Update: I have reinstalled the problematic node using the same java package as the other servers are using it and now it cannot join the cluster at all:

[2017-12-12T07:22:06,921][WARN ][o.e.n.Node ] [elastic-data-4] timed out while waiting for initial discovery state - timeout: 30s
[2017-12-12T07:22:06,928][INFO ][o.e.h.n.Netty4HttpServerTransport] [elastic-data-4] publish_address {10.0.2.10:9200}, bound_addresses {[::]:9200}
[2017-12-12T07:22:06,928][INFO ][o.e.n.Node ] [elastic-data-4] started
[2017-12-12T07:22:39,949][INFO ][o.e.d.z.ZenDiscovery ] [elastic-data-4] failed to send join request to master [{elastic-master-1}{gKj54t0yQ5eY6OXhUgU6RQ}{JFRliz5_Q-2pOechraGKrg}{10.0.2.4}{10.0.2.4:9300}], reason [ElasticsearchTimeoutException[java.util.concurrent.TimeoutException: Timeout waiting for task.]; nested: TimeoutException[Timeout waiting for task.]; ]

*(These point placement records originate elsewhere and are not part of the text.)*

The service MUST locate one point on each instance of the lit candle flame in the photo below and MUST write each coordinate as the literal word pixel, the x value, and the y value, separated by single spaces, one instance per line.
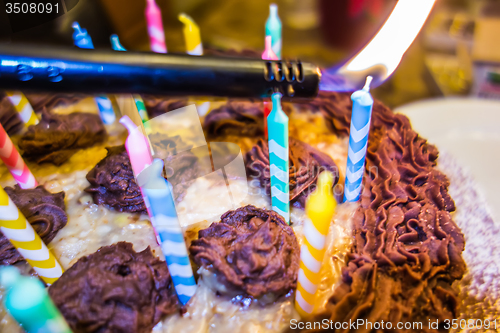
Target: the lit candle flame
pixel 382 55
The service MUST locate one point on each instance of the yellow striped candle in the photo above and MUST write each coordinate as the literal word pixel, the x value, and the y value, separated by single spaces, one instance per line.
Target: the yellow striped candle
pixel 20 233
pixel 23 107
pixel 320 208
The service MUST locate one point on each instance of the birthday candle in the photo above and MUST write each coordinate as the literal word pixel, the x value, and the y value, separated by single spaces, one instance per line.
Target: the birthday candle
pixel 137 146
pixel 191 35
pixel 82 40
pixel 158 192
pixel 320 208
pixel 14 162
pixel 277 123
pixel 139 103
pixel 268 54
pixel 155 27
pixel 20 233
pixel 273 29
pixel 358 141
pixel 29 303
pixel 23 107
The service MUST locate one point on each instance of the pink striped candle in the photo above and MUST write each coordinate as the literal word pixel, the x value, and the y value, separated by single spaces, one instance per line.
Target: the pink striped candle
pixel 14 162
pixel 155 27
pixel 268 54
pixel 137 146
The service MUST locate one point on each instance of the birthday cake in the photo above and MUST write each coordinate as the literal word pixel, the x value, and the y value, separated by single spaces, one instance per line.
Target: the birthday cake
pixel 394 256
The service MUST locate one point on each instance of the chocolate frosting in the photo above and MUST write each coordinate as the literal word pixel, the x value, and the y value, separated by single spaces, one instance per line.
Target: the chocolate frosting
pixel 45 211
pixel 115 290
pixel 112 183
pixel 231 53
pixel 251 251
pixel 158 105
pixel 50 100
pixel 241 118
pixel 306 163
pixel 9 118
pixel 407 249
pixel 57 137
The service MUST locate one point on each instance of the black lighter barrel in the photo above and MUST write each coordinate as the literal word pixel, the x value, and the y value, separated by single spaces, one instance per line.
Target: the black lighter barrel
pixel 30 68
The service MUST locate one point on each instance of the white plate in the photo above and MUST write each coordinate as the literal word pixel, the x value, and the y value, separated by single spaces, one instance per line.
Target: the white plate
pixel 468 129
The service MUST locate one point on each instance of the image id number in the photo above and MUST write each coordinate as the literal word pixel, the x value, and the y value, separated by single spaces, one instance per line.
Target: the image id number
pixel 470 323
pixel 31 8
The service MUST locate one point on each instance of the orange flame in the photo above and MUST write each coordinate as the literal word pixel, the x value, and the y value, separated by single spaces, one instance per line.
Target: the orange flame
pixel 395 37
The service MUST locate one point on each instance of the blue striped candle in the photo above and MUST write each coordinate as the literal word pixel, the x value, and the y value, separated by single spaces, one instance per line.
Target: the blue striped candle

We tried one data node with oracle-java9-installer package and this node is the only one which gave us problems.

Java9 is not supported for now. See Support Matrix | Elastic

I can also see in your logs many GC warnings. It sounds like your nodes are under memory pressure?

I have downgraded the java to 8 and I am getting timeouts on discovery and joining masters as it can be seem above. Not sure what has changed but this is getting to be a complete headache.

Can you share the logs of the current master node?

It seam that the masters were using GCE discovery which have failed and since the cluster needs two master nodes it have failed.

So you know how to fix or do you want to share your logs?

Changed the configuration of the master nodes to unicast discovery instead of GCE discovery which nowadays are failing quite often for apparently no reason and everything went back to normal.

This topic was automatically closed 28 days after the last reply. New replies are no longer allowed.